It’s a tale of shaving cream and make up, swimming around and break-ups in an ultra-self conscious stylee. Most people balk at the first sign of self-reflexivity in music and I’m no different, so the clever clever winks and nods to organ fades, carousel stops, made-up screaming babies and notes and dots and rhymes pretty gets fairly tiresome and ingratiating by track five. The downside of shooting off one smirky and smarmy meta-strike after another is that the listener never gets an opportunity to engage with the music on any personal level. Talking about ‘words’ and ‘rhymes’ is the musical equivalent of actors slipping out of character and turning in quirky asides to the camera whilst the rest of the cast look. If I wanted the fourth-wall tearing down, I’d get a sledgehammer and do it myself.

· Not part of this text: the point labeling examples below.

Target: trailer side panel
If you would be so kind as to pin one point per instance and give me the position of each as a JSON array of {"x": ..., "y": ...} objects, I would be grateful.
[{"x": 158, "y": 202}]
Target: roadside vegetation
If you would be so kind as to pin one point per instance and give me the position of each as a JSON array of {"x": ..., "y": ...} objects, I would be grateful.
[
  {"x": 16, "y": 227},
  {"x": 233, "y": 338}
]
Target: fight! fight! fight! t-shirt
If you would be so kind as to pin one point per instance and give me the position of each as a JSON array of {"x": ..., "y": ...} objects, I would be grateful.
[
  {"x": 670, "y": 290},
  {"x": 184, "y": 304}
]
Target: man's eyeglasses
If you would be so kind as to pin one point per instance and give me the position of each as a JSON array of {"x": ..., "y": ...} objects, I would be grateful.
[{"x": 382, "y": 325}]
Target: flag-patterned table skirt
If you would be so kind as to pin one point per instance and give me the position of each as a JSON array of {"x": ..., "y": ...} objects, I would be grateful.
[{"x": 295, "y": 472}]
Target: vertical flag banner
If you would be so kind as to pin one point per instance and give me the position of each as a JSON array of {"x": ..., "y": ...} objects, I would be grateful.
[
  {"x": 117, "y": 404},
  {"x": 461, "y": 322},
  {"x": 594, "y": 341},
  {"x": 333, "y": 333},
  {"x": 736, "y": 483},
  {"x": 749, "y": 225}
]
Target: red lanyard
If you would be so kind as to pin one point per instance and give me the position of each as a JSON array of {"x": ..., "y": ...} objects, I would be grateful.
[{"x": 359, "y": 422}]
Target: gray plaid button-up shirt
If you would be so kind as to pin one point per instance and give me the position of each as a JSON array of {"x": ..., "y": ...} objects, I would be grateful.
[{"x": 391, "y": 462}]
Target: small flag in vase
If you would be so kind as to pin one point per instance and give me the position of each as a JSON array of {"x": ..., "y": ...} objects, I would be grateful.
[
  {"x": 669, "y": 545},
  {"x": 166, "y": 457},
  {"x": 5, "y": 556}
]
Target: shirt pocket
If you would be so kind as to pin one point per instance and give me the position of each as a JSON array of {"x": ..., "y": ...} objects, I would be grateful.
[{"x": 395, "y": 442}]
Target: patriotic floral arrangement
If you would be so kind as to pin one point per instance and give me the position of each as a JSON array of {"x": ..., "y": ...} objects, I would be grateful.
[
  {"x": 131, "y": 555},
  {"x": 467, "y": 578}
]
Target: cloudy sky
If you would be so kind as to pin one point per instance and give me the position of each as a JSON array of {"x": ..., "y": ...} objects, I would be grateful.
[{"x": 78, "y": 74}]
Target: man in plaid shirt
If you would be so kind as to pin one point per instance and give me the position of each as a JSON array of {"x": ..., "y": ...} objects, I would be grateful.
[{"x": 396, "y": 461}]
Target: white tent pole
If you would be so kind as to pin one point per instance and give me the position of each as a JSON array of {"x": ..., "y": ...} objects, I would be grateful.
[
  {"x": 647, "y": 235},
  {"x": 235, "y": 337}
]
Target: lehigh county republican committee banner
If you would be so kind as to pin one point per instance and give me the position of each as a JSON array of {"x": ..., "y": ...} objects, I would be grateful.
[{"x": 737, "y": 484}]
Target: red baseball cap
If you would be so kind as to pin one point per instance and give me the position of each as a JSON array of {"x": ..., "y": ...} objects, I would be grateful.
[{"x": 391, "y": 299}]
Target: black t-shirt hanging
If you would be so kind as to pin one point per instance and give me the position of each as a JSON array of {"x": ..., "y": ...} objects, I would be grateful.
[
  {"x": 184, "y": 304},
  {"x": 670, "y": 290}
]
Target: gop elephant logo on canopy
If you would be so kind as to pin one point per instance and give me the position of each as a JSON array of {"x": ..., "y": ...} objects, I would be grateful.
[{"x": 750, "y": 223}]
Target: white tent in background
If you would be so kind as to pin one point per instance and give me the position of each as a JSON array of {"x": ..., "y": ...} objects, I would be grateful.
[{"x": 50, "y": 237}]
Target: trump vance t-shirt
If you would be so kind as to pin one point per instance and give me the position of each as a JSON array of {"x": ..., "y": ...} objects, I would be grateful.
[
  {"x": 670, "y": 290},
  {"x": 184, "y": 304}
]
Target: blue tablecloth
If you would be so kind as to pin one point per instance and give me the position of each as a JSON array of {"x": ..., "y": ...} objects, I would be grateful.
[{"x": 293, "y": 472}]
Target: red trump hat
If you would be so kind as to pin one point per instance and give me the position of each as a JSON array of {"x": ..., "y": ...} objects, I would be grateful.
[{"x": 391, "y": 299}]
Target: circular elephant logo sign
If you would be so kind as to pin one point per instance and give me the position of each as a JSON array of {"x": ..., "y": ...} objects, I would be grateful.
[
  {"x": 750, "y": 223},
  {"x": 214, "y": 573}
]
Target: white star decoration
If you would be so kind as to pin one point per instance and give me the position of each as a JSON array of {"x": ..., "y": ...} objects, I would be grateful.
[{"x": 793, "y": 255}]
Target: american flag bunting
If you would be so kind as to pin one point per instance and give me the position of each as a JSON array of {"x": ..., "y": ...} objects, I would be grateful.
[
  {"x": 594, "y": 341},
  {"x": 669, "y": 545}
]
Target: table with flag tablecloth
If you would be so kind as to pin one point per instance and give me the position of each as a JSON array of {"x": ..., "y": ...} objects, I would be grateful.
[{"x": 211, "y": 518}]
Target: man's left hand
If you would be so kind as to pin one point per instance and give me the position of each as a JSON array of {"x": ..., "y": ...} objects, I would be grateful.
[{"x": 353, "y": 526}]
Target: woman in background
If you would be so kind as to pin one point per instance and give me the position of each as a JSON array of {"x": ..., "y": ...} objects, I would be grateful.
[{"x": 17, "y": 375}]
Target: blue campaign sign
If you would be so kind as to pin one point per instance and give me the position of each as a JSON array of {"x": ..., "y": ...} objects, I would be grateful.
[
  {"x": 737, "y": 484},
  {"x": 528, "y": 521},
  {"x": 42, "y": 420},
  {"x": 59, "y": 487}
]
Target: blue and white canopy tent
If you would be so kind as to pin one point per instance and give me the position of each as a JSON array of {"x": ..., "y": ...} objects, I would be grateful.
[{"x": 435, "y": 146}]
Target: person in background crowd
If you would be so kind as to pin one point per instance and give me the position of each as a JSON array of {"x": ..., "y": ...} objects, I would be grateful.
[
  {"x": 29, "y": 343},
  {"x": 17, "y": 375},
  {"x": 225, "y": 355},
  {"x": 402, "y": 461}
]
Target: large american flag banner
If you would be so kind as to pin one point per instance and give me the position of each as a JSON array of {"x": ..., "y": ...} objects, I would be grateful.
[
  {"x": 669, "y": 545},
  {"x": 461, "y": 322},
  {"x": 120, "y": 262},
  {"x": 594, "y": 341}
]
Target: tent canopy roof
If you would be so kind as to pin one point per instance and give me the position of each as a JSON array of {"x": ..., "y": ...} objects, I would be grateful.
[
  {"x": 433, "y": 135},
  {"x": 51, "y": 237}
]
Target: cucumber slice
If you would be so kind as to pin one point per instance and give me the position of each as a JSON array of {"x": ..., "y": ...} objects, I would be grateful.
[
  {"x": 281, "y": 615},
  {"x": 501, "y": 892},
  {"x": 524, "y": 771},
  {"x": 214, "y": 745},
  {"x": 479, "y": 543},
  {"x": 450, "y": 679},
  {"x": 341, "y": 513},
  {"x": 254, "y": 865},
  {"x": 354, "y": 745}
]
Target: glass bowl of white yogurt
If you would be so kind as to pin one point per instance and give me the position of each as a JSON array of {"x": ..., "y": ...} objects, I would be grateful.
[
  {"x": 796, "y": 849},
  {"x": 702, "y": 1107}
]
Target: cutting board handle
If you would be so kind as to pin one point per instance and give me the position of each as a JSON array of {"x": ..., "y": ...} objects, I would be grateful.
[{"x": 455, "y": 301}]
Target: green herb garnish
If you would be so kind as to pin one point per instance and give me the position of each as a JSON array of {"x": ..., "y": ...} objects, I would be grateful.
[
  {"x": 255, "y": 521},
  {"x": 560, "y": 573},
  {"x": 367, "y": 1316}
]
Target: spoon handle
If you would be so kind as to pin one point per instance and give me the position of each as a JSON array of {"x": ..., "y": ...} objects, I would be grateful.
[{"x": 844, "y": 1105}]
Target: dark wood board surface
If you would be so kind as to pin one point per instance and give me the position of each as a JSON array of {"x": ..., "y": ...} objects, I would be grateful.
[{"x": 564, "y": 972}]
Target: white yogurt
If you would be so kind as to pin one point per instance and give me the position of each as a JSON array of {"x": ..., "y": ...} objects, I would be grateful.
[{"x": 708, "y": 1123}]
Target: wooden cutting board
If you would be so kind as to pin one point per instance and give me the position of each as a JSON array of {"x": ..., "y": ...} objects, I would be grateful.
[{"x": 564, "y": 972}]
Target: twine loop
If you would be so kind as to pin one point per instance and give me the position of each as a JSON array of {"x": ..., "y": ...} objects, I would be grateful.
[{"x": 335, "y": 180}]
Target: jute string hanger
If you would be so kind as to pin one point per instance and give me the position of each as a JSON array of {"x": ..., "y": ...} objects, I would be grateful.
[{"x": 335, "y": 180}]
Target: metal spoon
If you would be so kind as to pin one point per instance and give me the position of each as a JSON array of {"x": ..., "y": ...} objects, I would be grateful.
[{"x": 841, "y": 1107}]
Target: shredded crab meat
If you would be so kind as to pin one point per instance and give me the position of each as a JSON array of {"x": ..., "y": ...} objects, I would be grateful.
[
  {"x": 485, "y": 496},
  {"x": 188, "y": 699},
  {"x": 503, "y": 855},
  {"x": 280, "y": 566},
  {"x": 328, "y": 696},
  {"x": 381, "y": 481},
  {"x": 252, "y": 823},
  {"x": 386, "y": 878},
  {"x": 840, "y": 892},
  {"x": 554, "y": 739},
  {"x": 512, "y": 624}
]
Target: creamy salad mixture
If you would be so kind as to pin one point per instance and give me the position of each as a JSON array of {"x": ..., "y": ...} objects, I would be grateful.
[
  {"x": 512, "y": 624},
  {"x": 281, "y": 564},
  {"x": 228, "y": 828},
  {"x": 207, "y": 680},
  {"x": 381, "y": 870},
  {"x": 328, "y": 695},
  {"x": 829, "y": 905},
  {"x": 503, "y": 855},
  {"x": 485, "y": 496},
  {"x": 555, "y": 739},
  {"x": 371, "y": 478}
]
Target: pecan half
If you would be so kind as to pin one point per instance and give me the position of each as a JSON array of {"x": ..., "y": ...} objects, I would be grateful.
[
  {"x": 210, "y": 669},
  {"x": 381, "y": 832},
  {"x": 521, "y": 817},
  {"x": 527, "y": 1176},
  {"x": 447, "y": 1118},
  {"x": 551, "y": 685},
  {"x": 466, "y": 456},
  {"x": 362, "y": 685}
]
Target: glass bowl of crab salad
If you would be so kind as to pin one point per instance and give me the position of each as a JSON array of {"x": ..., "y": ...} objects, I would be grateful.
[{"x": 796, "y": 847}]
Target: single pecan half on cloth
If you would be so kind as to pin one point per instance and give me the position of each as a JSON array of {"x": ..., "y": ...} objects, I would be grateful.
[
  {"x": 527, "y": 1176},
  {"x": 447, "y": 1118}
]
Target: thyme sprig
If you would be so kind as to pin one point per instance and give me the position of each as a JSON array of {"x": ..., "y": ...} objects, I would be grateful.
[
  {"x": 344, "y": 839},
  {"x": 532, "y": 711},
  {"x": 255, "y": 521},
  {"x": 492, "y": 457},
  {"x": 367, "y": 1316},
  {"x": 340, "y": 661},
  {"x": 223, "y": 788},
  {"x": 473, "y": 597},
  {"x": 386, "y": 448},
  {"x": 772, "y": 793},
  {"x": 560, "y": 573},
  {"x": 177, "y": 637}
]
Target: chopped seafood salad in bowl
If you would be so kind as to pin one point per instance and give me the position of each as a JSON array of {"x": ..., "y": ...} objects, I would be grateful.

It’s not all bad of course. It’s bright, it’s breezy and tracks like ‘Blooms Like Flowers’ and ‘Within These Forest Walls’ even manage to evoke the slinky, effortless sighs of Astrud and Bebel Gilberto and the cutesy weightlessness of Fonda’s Barbarella. It’s part seaside, part-Sci-Fi and part avante-garden geek stunt.
Anyway, meet Alex Lilly: sometime singer with Bird and the Bee and brewer of catchy and frothy bubble-pop.